Further, various other components may be included and called upon for providing aspects of the teachings herein. For example, a sample line, sample storage, sample chamber, sample exhaust, pump, piston, power supply (e.g., at least one of a generator, a remote supply and a battery), vacuum supply, pressure supply, refrigeration (i.e., cooling) unit or supply, heating component, motive force (such as a translational force, propulsional force or a rotational force), magnet, electromagnet, sensor, electrode, transmitter, receiver, transceiver, controller, optical unit, electrical unit or electromechanical unit may be included in support of the various aspects discussed herein or in support of other functions beyond this disclosure.
One skilled in the art will recognize that the various components or technologies may provide certain necessary or beneficial functionality or features. Accordingly, these functions and features as may be needed in support of the appended claims and variations thereof, are recognized as being inherently included as a part of the teachings herein and a part of the invention disclosed.

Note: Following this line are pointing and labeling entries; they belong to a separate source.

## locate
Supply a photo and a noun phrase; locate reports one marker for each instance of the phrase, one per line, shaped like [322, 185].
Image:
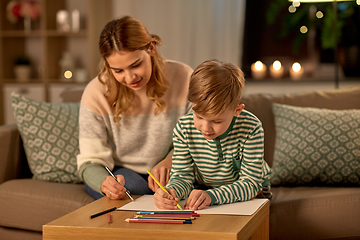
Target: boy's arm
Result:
[251, 173]
[181, 175]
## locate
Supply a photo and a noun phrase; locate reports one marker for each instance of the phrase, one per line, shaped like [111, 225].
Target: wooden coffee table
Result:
[77, 225]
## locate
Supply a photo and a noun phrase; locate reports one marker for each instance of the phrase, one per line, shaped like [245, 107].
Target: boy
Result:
[218, 146]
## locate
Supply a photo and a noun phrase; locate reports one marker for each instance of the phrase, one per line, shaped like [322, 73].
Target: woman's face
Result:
[132, 69]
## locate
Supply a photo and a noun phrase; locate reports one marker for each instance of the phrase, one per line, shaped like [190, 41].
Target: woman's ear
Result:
[151, 49]
[238, 109]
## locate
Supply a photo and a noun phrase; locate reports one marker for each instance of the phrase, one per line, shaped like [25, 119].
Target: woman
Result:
[128, 112]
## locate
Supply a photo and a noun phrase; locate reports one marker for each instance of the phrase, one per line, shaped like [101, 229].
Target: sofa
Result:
[301, 208]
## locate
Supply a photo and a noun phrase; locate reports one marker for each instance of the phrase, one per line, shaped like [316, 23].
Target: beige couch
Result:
[296, 212]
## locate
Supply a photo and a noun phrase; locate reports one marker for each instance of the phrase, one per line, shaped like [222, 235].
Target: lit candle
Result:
[296, 71]
[276, 70]
[258, 70]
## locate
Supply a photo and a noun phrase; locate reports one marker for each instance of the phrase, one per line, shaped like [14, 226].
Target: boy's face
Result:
[212, 127]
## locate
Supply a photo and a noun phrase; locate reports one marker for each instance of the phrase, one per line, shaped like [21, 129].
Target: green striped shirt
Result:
[231, 165]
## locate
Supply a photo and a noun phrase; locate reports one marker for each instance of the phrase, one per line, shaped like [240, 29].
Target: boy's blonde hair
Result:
[215, 86]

While the invention has been described with reference to exemplary embodiments, it will be understood by those skilled in the art that various changes may be made and equivalents may be substituted for elements thereof without departing from the scope of the invention. In addition, many modifications will be appreciated by those skilled in the art to adapt a particular instrument, situation or material to the teachings of the invention without departing from the essential scope thereof Therefore, it is intended that the invention not be limited to the particular embodiment disclosed as the best mode contemplated for carrying out this invention, but that the invention will include all embodiments falling within the scope of the appended claims.